ALERT (Adaptable Leading Edge Reliability Techniques) is designed and developed to help predict abnormal behaviour of critical machinery and industrial systems, enabling safe and timely remedial response. Guided by rule-based diagnostic logic, corrective actions are supported by ALERT to prevent or mitigate the consequences of serious abnormalities.

Proper prediction of Machinery and System performance requires analysis of long term historical trends of relevant signals from equipment and processes. Applying knowledge, experience, and past history, abnormal trend signatures can be correlated to machinery problems. Such signatures, in coordination with other dynamic conditions detected by sensors, can provide valuable insight into the current health and future behaviour of machinery. This type of equipment diagnosis proves invaluable and leading edge in avoiding expensive downtime and serious health and safety risks.

ALERT provides an affordable and adaptable platform to develop and customize the most appropriate diagnostic rule applicable to detect significant machinery conditions. The possible problem scenarios and their appropriate counter-measures are pre-configurable.

The strength of ALERT lies in its ability to predict a multitude of possible abnormalities and provide timely notification with guidance for recommended remedial response. In short, ALERT provides a platform to model the Failure Modes and their Detection methods.

ALERT diagnostic notifications are designed to guide users to act safely and correctly. Diagnostic recommendations can include written or video guidance on how to approach the fault location and perform the job safely. The architecture of ALERT is essentially a cloud-based application that permits features requiring a large amount of memory. The delivery of diagnostic recommendations on a “Personalized” Dashboard via portable smart devices allows real-time multi user access and collaborative problem solving.

ALERT is designed to help alleviate potentially troublesome situation before it gets serious. The personalization of the ALERT notification will be in accordance with the nature and magnitude of the predicted abnormality. Such targeted and pre-processed notification will prevent inadvertent loss of critical information with an assurance of correct and timely action.


The functionalities of ALERT are based on real-time data acquired from the plant. A Gateway computer called the ALERT Gateway (AG) will be installed in the plant to collect relevant analog and digital signals required for the purpose of diagnostics. The signals are sourced from the existing PLCs or data hubs available in the plant.

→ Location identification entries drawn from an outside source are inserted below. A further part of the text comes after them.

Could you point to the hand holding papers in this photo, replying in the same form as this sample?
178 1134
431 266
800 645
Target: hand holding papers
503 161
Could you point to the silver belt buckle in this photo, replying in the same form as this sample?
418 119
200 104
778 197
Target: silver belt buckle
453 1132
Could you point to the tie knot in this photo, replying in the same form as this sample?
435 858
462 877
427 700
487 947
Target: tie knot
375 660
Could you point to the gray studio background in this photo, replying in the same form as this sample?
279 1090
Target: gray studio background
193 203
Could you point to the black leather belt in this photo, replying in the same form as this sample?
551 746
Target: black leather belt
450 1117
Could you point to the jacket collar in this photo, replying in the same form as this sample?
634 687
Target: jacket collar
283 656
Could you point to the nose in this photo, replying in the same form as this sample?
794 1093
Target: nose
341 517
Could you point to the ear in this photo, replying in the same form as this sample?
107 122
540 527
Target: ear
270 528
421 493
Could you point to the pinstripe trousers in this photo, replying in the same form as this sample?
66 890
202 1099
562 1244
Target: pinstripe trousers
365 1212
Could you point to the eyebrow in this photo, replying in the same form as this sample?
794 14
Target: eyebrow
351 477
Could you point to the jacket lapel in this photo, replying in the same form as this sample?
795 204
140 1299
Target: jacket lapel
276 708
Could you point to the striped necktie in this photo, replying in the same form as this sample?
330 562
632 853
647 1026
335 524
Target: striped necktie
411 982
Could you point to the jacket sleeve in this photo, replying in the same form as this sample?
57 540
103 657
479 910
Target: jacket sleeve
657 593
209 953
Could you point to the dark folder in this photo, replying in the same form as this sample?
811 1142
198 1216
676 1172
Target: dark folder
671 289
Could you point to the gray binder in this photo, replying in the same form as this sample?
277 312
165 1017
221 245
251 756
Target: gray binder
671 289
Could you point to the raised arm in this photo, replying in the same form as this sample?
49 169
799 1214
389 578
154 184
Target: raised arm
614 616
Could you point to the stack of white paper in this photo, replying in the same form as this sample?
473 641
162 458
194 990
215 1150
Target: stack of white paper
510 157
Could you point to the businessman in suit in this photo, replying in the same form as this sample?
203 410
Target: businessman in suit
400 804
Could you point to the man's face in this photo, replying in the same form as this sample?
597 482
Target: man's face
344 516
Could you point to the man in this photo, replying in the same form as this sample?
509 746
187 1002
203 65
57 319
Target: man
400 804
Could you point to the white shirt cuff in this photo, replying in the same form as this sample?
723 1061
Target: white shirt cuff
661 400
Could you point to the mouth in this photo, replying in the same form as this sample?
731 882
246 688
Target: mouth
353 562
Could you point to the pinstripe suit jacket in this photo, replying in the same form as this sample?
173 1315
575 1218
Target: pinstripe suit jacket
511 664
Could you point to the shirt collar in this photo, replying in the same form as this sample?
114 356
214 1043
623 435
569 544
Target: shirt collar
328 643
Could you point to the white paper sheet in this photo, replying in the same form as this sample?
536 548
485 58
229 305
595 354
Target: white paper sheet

If the required signals are non-existent, the MCARTech team will provide a suitable techno-commercial proposal for implementing them.

The AG hosts a database that gets populated by the real-time data acquired from the plant. The AG in turn validates and packages the data for onward transmission to the ALERT cloud, utilizing internet or a cellular connectivity. The database in the ALERT cloud receives the analog and digital information, updates itself and shares the data with the various Functional Modules, such as –

  1. Machinery Essential Information Record (MEIR Trending)
  2. Advance Diagnostics
  3. Dashboard
  4. Personalization
  5. Machinery Condition Monitoring (Inspections)
  6. Smart Fault Tracking

The Advance Diagnostics module performs its task as per the algorithm programmed (Failure Mode Models) utilizing the acquired data from the plant. ALERT outputs on the Dashboard and Notifications are delivered via portable smart devices which are connected to the ALERT cloud using internal WiFi network.